El lunes siguiente al volver a la oficina, encontré la cerradura de la calle bloqueada, no pude meter la llave. Para mi sorpresa, descubrí unos tubos vacíos de pegamento tipo cola loca, que habían quedado en el suelo. Casi seguro, lo llamé y le enfaticé que, de haber sido él, tendría que cubrir los gastos de cerrajería, de lo contrario procedería a investigar las huellas dactilares en los tubos de pegamento. Puse un límite y él respondió afirmativamente. Por obvio que parezca en retrospectiva, me sorprendió darme cuenta de que, en el contexto del análisis, nos habíamos “pegoteado”, por así decirlo. A pesar de mi adherencia a los límites de mi práctica profesional, entre su yo y el mío los límites se habían desdibujado inconscientemente —como le había sucedido repetidamente desde pequeño, pero bajo circunstancias completamente diferentes y marcados por el abuso—. Algo se estaba repitiendo. En sesiones posteriores pudo reconocer el sentimiento detrás de mi demarcación de límites como un gesto destinado a proteger la integridad de nuestra relación y no como imposición limitante. Entendimos su comportamiento desafiante como la expresión de un llamado desesperado a establecer límites. Como lo demuestra este caso, cualquier cuestión de límite personal tiene significado solamente en referencia a los límites personales de otros, y por eso es siempre una dimensión interactiva de la experiencia.
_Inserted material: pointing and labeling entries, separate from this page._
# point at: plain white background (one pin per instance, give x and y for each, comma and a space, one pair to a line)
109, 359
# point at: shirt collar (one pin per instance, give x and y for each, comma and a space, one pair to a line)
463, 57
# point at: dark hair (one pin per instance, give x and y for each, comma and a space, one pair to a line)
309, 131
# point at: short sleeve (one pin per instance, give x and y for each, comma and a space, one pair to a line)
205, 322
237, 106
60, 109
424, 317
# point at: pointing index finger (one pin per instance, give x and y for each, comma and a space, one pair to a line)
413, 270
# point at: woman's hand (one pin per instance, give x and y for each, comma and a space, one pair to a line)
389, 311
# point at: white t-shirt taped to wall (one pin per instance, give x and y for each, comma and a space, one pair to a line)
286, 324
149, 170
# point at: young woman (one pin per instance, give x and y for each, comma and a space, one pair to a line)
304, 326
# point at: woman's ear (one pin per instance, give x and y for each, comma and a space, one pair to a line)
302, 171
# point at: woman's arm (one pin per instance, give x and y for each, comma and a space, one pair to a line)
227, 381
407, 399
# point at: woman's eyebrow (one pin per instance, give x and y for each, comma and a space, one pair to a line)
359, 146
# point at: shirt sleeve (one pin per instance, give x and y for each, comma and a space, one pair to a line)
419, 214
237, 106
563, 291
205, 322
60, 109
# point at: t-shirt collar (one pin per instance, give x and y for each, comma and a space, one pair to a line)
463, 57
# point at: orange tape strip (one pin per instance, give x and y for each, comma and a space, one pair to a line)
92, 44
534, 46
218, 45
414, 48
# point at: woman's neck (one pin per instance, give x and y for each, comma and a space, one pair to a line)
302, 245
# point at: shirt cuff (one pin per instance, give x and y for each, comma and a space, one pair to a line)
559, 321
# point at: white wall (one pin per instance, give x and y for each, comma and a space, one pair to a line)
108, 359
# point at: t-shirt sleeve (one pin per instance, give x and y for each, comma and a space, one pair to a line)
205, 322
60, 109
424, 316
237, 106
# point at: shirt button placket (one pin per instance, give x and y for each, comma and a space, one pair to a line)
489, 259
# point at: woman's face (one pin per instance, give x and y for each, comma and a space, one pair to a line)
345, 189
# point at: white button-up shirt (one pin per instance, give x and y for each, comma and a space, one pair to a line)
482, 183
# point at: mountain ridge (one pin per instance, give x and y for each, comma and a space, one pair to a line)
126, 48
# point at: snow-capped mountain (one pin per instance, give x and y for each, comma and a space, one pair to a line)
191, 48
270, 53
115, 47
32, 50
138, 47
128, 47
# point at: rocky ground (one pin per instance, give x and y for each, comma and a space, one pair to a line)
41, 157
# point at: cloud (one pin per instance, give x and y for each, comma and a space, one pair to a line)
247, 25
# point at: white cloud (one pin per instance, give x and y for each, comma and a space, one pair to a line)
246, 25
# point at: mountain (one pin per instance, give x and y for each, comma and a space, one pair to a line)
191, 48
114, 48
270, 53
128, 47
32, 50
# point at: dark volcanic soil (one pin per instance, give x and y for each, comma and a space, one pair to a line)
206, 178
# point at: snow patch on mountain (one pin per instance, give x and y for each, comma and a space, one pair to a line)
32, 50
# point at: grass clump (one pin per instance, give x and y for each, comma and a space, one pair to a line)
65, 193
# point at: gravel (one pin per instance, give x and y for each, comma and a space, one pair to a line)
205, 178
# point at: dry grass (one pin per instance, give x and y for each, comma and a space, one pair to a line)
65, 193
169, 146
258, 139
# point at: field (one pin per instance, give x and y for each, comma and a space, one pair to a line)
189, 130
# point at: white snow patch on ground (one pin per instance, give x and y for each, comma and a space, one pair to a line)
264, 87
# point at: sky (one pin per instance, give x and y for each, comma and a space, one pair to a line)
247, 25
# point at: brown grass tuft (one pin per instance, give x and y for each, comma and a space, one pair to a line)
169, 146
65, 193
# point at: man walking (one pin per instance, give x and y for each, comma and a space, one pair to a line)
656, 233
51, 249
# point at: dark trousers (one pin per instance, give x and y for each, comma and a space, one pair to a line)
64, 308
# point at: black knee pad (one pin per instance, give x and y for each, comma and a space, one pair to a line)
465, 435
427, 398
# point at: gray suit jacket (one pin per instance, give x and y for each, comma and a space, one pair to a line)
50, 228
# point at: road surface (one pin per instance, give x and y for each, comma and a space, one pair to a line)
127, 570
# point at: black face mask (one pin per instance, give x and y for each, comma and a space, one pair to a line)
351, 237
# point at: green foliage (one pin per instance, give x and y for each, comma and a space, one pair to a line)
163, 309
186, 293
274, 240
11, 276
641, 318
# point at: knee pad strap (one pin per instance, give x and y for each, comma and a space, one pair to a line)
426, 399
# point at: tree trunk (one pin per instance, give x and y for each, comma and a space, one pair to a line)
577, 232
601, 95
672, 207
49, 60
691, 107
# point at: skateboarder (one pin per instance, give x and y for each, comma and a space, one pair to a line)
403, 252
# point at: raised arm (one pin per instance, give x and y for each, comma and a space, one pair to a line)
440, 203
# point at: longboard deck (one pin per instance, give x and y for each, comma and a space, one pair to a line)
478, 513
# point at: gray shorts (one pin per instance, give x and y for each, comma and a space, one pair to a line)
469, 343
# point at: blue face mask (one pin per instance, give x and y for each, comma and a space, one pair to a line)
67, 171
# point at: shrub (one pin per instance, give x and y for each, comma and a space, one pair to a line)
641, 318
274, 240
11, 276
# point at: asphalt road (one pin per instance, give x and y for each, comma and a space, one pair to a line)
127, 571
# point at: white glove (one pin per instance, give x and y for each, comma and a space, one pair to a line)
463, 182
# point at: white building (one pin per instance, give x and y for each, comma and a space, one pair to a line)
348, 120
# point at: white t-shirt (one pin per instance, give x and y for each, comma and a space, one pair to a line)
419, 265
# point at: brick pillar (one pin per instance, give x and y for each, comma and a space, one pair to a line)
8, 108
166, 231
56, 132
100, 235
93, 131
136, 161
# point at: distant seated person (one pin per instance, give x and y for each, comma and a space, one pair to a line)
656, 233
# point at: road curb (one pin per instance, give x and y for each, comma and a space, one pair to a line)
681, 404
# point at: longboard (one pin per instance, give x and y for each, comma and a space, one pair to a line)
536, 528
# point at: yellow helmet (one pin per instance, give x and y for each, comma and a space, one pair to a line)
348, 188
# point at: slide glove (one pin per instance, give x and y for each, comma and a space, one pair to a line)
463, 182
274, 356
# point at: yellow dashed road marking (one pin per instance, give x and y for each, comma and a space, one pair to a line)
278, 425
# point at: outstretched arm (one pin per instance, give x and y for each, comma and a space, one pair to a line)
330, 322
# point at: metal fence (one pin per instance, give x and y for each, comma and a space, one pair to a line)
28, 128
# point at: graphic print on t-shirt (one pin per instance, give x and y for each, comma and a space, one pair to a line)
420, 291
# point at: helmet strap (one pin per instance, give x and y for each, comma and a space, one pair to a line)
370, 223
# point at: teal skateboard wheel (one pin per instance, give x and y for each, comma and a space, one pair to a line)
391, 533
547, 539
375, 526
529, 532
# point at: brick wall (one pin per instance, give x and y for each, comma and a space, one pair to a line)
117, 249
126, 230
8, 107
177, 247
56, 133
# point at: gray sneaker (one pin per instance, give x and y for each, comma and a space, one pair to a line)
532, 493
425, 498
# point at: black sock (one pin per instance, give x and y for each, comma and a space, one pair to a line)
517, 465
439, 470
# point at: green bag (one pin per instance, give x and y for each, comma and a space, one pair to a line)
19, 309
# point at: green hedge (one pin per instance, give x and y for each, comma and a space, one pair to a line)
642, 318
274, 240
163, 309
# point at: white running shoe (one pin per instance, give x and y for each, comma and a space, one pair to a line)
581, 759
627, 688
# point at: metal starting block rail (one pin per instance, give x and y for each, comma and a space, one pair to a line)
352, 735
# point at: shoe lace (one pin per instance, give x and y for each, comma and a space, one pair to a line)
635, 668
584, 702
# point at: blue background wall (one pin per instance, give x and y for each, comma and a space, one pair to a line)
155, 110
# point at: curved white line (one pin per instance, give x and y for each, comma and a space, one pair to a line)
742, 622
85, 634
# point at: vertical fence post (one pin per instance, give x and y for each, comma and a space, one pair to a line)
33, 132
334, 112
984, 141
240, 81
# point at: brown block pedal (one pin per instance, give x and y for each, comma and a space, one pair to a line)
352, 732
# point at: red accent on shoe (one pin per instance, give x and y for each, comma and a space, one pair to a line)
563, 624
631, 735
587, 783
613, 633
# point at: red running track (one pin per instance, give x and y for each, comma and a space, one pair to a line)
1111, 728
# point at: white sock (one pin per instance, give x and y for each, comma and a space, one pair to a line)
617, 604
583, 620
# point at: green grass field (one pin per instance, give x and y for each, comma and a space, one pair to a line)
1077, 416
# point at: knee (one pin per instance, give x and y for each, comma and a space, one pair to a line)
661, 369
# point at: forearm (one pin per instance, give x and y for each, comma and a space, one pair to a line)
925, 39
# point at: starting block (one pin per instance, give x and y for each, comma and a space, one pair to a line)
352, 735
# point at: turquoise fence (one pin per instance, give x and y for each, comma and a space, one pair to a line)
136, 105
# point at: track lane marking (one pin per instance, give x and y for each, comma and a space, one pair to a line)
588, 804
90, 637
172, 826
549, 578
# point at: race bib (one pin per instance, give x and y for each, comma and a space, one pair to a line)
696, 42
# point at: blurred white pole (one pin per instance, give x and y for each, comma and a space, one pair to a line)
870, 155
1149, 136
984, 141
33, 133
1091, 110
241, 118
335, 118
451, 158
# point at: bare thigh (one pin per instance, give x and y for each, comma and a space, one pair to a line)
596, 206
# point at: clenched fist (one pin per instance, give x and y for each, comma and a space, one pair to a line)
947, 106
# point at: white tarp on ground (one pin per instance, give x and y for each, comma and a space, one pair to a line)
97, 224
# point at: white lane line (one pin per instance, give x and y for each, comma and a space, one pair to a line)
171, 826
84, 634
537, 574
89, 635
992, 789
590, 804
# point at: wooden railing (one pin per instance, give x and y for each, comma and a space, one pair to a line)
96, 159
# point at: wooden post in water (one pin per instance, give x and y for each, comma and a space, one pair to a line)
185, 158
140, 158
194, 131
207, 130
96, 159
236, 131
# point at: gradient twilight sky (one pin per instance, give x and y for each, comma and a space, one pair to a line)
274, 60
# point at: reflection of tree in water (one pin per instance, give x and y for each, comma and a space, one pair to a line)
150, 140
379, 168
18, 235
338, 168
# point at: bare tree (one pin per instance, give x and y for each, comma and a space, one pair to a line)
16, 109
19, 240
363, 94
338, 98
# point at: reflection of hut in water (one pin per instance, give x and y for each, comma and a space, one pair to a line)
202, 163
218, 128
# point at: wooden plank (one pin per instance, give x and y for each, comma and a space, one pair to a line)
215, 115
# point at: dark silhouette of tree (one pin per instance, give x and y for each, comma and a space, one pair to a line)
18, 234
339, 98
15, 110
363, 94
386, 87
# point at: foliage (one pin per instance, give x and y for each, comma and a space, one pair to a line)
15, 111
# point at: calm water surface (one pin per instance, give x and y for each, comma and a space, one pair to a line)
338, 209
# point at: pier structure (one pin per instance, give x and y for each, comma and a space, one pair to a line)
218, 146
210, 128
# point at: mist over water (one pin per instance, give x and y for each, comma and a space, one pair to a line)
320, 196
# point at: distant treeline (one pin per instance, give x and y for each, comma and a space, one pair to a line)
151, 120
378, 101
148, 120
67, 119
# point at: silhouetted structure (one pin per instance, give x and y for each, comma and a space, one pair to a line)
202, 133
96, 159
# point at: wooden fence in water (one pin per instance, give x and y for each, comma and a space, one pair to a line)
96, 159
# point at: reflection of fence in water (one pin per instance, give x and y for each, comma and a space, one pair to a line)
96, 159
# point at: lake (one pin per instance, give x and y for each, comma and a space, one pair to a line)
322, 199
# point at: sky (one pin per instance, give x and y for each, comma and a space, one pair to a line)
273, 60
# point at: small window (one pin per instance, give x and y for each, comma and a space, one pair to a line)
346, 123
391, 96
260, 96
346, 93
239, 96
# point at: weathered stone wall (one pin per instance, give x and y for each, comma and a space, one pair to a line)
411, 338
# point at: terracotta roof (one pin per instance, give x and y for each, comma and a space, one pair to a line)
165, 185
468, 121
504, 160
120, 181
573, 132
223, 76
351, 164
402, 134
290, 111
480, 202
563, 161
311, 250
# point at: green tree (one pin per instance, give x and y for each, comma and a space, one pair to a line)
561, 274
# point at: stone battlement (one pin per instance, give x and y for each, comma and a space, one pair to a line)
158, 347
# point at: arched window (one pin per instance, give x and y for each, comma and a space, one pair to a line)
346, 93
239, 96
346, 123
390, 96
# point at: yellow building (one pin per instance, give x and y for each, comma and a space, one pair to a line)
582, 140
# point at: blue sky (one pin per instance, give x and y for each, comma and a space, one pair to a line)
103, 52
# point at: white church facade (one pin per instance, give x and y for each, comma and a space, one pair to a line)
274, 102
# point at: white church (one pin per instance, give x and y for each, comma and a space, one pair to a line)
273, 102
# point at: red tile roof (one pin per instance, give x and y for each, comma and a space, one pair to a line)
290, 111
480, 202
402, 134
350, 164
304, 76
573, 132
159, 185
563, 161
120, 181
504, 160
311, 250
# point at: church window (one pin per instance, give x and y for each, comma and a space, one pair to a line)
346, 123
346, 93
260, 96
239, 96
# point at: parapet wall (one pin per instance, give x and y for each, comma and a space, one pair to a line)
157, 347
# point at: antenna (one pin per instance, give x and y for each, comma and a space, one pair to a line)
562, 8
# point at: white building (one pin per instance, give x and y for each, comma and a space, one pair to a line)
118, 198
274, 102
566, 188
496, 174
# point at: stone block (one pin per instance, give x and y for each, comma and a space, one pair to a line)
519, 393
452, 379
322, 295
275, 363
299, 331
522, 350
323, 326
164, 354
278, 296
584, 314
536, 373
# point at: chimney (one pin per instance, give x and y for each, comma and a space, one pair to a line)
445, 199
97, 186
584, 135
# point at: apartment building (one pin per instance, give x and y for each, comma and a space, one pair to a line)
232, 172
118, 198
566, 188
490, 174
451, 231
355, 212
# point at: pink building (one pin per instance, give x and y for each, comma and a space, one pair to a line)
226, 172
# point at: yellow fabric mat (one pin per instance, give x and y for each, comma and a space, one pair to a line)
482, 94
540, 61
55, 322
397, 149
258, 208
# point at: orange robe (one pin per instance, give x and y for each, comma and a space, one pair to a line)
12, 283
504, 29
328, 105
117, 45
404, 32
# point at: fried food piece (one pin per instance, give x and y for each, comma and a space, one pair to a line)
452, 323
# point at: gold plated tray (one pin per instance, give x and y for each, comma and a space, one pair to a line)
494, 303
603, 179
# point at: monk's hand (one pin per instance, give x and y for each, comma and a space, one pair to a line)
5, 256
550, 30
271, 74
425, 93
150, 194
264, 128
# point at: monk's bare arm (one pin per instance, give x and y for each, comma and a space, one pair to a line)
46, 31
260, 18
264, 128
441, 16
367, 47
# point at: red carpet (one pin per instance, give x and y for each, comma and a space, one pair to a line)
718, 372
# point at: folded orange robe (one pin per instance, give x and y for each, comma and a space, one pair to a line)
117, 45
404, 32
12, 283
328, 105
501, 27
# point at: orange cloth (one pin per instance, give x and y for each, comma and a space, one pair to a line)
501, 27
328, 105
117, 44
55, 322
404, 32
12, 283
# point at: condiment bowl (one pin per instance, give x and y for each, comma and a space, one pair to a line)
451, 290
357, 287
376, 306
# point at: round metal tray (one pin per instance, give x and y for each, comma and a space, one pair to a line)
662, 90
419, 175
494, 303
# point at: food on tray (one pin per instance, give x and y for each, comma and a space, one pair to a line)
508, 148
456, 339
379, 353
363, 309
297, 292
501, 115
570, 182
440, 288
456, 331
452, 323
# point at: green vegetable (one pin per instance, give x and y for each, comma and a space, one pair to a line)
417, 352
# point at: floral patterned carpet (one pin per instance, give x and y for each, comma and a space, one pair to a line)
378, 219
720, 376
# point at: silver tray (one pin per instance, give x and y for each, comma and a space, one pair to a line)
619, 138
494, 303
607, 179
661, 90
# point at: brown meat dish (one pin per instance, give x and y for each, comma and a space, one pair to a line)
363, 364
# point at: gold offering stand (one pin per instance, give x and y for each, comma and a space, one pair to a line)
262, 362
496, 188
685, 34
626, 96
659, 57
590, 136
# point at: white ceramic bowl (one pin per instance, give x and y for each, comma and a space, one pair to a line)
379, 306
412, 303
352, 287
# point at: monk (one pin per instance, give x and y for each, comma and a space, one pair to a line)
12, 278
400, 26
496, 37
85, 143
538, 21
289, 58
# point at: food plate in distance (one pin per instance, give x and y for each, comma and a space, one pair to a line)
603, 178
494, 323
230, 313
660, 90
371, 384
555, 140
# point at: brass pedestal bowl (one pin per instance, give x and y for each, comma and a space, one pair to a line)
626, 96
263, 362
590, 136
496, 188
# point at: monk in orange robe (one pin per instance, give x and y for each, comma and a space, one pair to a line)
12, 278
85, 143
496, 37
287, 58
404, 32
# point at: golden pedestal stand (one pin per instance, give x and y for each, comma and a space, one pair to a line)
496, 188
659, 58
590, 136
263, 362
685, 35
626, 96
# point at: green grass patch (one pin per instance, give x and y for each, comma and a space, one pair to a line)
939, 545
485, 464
En sus escritos sobre la identidad, el psicólogo y psicoanalista germano-estadounidense Erik Erikson sostiene que la integración de límites personales apropiados es una tarea esencial a lo largo del desarrollo de la persona. Freud articuló la cuestión del límite en su descripción del avance necesario del niño, desde la búsqueda ilimitada de gratificación del “principio de placer” hasta la aceptación de las limitaciones frustrantes impuestas por el “principio de realidad”. Enfatizó la necesidad de establecer límites personales seguros como protección contra el desarrollo de un sentido patológico de omnipotencia. Según él, la omnipotencia es uno de los estados psíquicos más problemáticos y perturbadores, porque, paradójicamente, conduce a sentimientos de inexistencia y de irrealidad: la omnipotencia más absoluta implicaría ignorar por completo el mundo exterior y sus limitaciones. En 2008, en una entrevista el filósofo barcelonés Eugenio Trías reflexionó sobre su concepto de “filosofía del límite” y dijo: “Yo creo que, posiblemente, es la noción más fecunda de las que utilizo no solo porque es ontológica o ser del límite —aunque yo así la entiendo—, sino que también la adapto y la considero fundamentalmente antropológica, ya que es una manera de definir la propia condición humana en todas sus peculiaridades y extravíos”.